An electric ferry now would eliminate the use of one million litres of diesel fuel and offset 570 tonnes of CO2 annually. As we sit here in the smoke of record-breaking wildfires, caused by extreme drought and heat from climate breakdown, I can’t understand what we are waiting for.

It does not have to be this way. Norway put the first fully battery-electric ferry into operation in VERY similar conditions to those we have on Kootenay Lake (including the “weak grid” in Balfour) in June 2015. The challenge of charging the ferry in an area with undersized electricity supply was solved by adding a storage battery at each terminal.

To add insult to injury, the battery system for this Norwegian ferry was designed by B.C.-based Corvus Energy! In January 2019, Corvus Energy (in Richmond, B.C.) was awarded a contract to supply the energy storage system for FIVE new all-electric ferries being built for another Norwegian ferry operator.

Norway is not the only country with fully electric ferries. Last year, the world’s largest battery-electric ferry went into service in Denmark. Even Ontario has two electric ferries that are nearing construction completion!

Why are we such laggards in British Columbia? It seems to be a question of political will.
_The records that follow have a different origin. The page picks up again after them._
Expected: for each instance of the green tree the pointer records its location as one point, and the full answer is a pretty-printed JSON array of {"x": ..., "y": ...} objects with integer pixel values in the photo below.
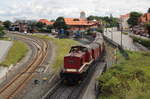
[
  {"x": 60, "y": 23},
  {"x": 7, "y": 24},
  {"x": 149, "y": 10},
  {"x": 2, "y": 33},
  {"x": 133, "y": 20},
  {"x": 40, "y": 25}
]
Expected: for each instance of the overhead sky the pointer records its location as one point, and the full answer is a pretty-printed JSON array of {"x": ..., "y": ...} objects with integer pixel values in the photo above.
[{"x": 51, "y": 9}]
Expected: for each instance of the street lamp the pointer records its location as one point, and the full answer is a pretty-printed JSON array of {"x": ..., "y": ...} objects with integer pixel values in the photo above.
[{"x": 121, "y": 33}]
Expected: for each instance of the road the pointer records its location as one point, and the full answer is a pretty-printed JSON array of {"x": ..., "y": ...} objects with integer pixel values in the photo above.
[{"x": 115, "y": 35}]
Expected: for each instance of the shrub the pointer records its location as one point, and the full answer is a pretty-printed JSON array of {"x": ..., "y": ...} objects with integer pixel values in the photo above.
[
  {"x": 144, "y": 42},
  {"x": 129, "y": 79}
]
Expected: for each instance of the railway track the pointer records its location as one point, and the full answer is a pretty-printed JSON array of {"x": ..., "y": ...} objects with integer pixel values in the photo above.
[
  {"x": 62, "y": 91},
  {"x": 11, "y": 89}
]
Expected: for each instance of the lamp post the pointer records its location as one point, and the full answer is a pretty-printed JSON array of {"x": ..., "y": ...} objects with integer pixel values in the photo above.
[
  {"x": 121, "y": 34},
  {"x": 112, "y": 34}
]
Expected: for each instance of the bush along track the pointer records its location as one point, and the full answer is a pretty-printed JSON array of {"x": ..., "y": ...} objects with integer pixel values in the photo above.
[
  {"x": 15, "y": 53},
  {"x": 128, "y": 79},
  {"x": 62, "y": 49},
  {"x": 144, "y": 42}
]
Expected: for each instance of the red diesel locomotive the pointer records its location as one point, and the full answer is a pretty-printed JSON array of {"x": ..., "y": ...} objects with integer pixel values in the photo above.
[{"x": 78, "y": 61}]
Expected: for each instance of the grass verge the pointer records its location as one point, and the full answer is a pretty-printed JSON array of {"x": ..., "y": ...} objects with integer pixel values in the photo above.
[
  {"x": 4, "y": 38},
  {"x": 15, "y": 54},
  {"x": 128, "y": 79},
  {"x": 125, "y": 33},
  {"x": 62, "y": 49},
  {"x": 144, "y": 42}
]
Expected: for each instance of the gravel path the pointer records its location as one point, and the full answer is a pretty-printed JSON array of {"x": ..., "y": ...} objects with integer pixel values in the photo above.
[{"x": 4, "y": 48}]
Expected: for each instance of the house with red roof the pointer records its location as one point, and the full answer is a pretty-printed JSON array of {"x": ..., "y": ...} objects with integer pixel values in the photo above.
[
  {"x": 80, "y": 24},
  {"x": 123, "y": 20},
  {"x": 145, "y": 18},
  {"x": 45, "y": 21}
]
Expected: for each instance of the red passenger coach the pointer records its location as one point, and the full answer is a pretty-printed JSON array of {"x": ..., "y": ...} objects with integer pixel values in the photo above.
[{"x": 79, "y": 59}]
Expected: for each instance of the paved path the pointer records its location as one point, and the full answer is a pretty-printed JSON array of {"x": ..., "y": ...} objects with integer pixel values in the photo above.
[
  {"x": 4, "y": 47},
  {"x": 127, "y": 42}
]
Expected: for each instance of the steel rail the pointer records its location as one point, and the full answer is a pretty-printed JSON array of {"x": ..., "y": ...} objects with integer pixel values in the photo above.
[{"x": 11, "y": 89}]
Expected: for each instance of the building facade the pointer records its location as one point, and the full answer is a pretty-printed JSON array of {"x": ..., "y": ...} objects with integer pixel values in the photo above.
[
  {"x": 45, "y": 21},
  {"x": 78, "y": 24},
  {"x": 124, "y": 21},
  {"x": 145, "y": 18}
]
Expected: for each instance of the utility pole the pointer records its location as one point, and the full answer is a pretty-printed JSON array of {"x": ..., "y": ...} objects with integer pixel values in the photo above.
[
  {"x": 121, "y": 35},
  {"x": 112, "y": 34}
]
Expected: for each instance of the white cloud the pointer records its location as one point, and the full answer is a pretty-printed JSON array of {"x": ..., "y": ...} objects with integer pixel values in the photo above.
[{"x": 50, "y": 9}]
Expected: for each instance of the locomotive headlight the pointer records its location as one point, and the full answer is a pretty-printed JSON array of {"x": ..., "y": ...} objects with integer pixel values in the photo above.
[{"x": 71, "y": 70}]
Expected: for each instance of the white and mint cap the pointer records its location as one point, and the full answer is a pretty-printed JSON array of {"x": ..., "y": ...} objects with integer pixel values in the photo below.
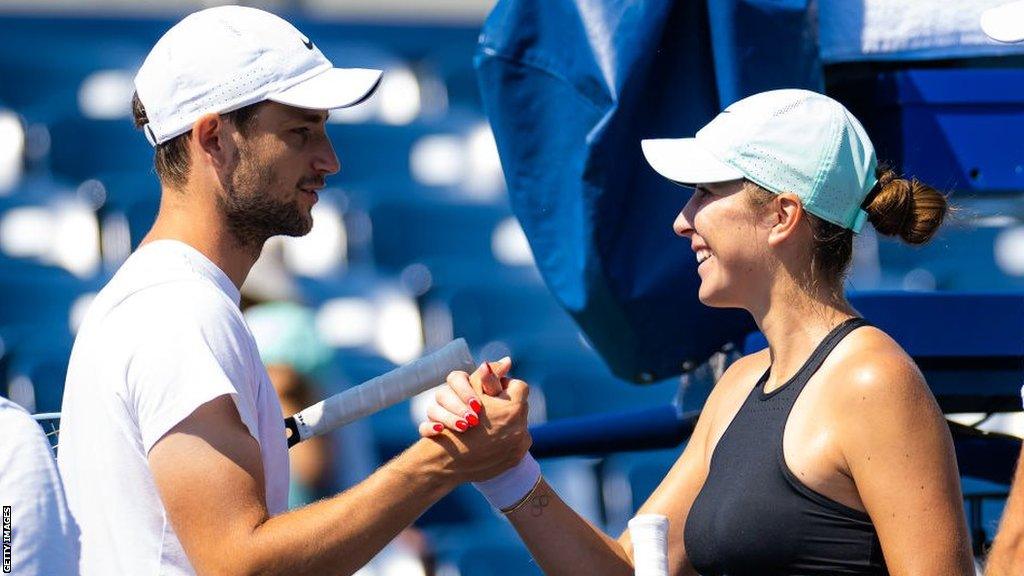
[{"x": 783, "y": 140}]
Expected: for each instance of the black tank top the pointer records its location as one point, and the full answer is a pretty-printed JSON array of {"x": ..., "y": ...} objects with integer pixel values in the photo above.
[{"x": 754, "y": 517}]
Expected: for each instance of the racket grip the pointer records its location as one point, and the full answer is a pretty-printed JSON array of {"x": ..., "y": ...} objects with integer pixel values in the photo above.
[
  {"x": 649, "y": 534},
  {"x": 380, "y": 393}
]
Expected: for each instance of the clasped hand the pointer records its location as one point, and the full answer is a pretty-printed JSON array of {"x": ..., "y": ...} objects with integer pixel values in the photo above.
[{"x": 481, "y": 420}]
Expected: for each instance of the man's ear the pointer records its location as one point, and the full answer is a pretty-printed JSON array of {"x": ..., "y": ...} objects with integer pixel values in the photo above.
[
  {"x": 786, "y": 212},
  {"x": 210, "y": 140}
]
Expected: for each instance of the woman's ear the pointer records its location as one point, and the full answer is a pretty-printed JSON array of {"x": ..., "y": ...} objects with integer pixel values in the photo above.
[{"x": 785, "y": 214}]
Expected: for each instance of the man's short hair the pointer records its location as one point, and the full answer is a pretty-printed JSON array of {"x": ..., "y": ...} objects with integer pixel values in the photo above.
[{"x": 171, "y": 159}]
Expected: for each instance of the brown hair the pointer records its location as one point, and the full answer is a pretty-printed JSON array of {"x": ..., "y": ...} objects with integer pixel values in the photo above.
[
  {"x": 171, "y": 158},
  {"x": 907, "y": 208}
]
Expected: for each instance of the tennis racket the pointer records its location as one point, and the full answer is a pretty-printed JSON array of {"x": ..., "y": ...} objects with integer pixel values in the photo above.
[
  {"x": 377, "y": 394},
  {"x": 650, "y": 544}
]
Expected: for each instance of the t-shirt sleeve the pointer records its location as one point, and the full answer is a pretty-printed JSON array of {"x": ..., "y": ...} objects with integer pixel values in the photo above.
[
  {"x": 193, "y": 352},
  {"x": 44, "y": 537}
]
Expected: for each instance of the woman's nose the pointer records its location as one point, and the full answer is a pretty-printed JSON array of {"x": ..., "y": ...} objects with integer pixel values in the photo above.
[{"x": 684, "y": 221}]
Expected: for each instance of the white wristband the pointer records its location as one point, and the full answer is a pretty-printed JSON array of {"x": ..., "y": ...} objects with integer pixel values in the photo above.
[{"x": 512, "y": 485}]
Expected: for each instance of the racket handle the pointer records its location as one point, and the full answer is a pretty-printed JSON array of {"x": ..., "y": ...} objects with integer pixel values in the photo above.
[
  {"x": 649, "y": 534},
  {"x": 380, "y": 393}
]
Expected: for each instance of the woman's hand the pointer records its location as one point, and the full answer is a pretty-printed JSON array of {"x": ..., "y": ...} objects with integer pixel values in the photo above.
[{"x": 457, "y": 405}]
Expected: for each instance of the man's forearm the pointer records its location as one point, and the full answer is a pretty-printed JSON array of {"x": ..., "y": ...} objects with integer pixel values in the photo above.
[
  {"x": 1007, "y": 557},
  {"x": 341, "y": 534}
]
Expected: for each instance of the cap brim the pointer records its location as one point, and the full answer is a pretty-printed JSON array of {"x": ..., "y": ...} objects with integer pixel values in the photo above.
[
  {"x": 333, "y": 88},
  {"x": 684, "y": 161},
  {"x": 1006, "y": 23}
]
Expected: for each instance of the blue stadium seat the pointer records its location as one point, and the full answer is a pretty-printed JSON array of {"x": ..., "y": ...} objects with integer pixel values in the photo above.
[
  {"x": 629, "y": 479},
  {"x": 419, "y": 231},
  {"x": 487, "y": 547}
]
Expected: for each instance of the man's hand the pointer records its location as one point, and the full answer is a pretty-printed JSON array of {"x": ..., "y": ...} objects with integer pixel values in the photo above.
[{"x": 495, "y": 407}]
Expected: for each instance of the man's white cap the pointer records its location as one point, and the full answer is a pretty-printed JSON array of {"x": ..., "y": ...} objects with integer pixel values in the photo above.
[
  {"x": 223, "y": 58},
  {"x": 783, "y": 140},
  {"x": 1005, "y": 23}
]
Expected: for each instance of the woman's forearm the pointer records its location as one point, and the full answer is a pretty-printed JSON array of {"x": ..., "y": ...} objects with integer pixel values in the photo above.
[{"x": 562, "y": 542}]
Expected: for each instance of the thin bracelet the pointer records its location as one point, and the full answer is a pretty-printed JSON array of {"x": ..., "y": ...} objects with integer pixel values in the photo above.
[{"x": 522, "y": 501}]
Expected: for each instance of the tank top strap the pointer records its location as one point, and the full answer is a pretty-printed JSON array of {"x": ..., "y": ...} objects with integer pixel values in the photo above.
[{"x": 817, "y": 358}]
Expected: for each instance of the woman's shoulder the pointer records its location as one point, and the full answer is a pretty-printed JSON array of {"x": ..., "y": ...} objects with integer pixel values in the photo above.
[{"x": 871, "y": 374}]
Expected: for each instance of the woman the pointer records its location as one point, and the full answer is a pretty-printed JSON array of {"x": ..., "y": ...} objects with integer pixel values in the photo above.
[{"x": 824, "y": 453}]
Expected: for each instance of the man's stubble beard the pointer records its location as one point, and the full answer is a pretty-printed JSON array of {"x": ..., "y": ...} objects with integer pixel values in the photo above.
[{"x": 252, "y": 211}]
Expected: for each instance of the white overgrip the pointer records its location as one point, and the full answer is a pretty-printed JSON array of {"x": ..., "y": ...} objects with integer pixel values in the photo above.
[
  {"x": 649, "y": 534},
  {"x": 384, "y": 391}
]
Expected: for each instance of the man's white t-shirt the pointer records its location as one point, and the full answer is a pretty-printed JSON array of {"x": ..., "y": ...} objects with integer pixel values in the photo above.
[
  {"x": 161, "y": 339},
  {"x": 44, "y": 538}
]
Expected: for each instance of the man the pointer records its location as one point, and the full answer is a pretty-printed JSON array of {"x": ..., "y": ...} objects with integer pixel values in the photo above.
[
  {"x": 172, "y": 444},
  {"x": 1006, "y": 24}
]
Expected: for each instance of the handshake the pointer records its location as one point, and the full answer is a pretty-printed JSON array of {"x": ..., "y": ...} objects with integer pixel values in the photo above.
[{"x": 480, "y": 420}]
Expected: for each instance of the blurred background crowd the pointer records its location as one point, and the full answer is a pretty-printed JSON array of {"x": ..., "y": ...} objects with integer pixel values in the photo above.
[{"x": 413, "y": 244}]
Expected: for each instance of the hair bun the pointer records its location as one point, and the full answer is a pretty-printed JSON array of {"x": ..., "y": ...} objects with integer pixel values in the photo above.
[{"x": 907, "y": 208}]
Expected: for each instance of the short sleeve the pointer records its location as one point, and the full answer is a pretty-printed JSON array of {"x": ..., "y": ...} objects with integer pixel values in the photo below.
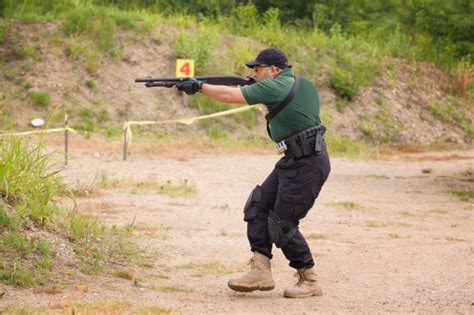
[{"x": 262, "y": 92}]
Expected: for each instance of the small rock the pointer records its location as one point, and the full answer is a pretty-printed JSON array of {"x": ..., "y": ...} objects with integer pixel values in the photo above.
[{"x": 37, "y": 122}]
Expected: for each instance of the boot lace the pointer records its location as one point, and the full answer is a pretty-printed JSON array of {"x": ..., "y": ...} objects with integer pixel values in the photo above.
[{"x": 251, "y": 263}]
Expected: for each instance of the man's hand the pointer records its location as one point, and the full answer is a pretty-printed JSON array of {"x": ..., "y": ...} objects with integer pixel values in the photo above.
[{"x": 190, "y": 87}]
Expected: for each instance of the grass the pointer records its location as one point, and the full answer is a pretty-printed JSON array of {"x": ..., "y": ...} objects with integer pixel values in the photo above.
[
  {"x": 463, "y": 195},
  {"x": 40, "y": 98},
  {"x": 317, "y": 236},
  {"x": 439, "y": 211},
  {"x": 108, "y": 306},
  {"x": 172, "y": 289},
  {"x": 125, "y": 274},
  {"x": 379, "y": 224},
  {"x": 183, "y": 188},
  {"x": 30, "y": 191},
  {"x": 395, "y": 235},
  {"x": 213, "y": 267},
  {"x": 377, "y": 176},
  {"x": 348, "y": 205}
]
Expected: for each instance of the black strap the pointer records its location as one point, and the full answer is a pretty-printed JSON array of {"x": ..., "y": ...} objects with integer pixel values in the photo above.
[{"x": 283, "y": 104}]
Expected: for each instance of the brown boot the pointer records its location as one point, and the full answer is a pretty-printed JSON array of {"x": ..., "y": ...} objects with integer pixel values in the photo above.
[
  {"x": 258, "y": 278},
  {"x": 307, "y": 285}
]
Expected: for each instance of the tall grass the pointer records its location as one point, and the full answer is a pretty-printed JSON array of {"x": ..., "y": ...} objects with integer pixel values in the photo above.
[
  {"x": 31, "y": 191},
  {"x": 28, "y": 180}
]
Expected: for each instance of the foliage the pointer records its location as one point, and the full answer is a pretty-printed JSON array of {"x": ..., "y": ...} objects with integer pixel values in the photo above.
[
  {"x": 30, "y": 188},
  {"x": 198, "y": 46},
  {"x": 28, "y": 180}
]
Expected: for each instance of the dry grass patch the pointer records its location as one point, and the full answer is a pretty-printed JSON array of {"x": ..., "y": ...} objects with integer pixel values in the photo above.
[
  {"x": 317, "y": 236},
  {"x": 463, "y": 195},
  {"x": 348, "y": 205},
  {"x": 439, "y": 211},
  {"x": 53, "y": 289},
  {"x": 171, "y": 289},
  {"x": 159, "y": 276},
  {"x": 395, "y": 235},
  {"x": 214, "y": 267},
  {"x": 99, "y": 206},
  {"x": 125, "y": 274},
  {"x": 377, "y": 224},
  {"x": 377, "y": 176},
  {"x": 134, "y": 186},
  {"x": 108, "y": 306},
  {"x": 409, "y": 213},
  {"x": 455, "y": 239}
]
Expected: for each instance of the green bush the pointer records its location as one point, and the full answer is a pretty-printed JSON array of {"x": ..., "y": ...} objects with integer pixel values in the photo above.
[
  {"x": 92, "y": 21},
  {"x": 198, "y": 46},
  {"x": 343, "y": 83},
  {"x": 86, "y": 122},
  {"x": 40, "y": 98},
  {"x": 91, "y": 84},
  {"x": 6, "y": 26}
]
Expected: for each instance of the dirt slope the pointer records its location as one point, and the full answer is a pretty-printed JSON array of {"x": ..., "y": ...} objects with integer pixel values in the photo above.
[
  {"x": 396, "y": 107},
  {"x": 386, "y": 235}
]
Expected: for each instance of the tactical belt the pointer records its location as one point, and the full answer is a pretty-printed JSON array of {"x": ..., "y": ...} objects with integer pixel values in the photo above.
[{"x": 297, "y": 145}]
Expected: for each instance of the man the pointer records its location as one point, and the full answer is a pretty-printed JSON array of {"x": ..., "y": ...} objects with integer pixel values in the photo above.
[{"x": 275, "y": 207}]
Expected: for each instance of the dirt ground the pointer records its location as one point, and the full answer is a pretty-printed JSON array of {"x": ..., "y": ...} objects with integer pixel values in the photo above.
[{"x": 387, "y": 235}]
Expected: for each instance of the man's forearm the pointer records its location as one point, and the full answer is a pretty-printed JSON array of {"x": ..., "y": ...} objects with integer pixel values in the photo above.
[{"x": 224, "y": 94}]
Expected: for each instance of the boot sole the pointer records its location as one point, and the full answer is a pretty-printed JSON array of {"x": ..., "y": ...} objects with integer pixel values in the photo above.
[
  {"x": 310, "y": 294},
  {"x": 240, "y": 288}
]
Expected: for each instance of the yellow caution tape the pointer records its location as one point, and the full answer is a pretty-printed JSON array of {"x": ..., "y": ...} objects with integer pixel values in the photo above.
[
  {"x": 37, "y": 131},
  {"x": 185, "y": 121}
]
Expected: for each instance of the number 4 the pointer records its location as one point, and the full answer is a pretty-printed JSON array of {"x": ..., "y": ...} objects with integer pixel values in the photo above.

While the B.C. NDP and B.C. Liberals are attempting to build a fragile future on fracked gas extraction, liquefaction and export, both the Norwegian and Danish electric ferries were the direct result of government initiatives to harness the ingenuity of the private sector to tackle the problem of reducing CO2 emissions from their countries’ ferry fleets.

The B.C. government trumpeting a diesel “electric-ready” ferry for 2023 is like a taxi operator proudly announcing that a Toyota Prius will join the fleet in 2023, with a possible plug-in version to follow in 2030.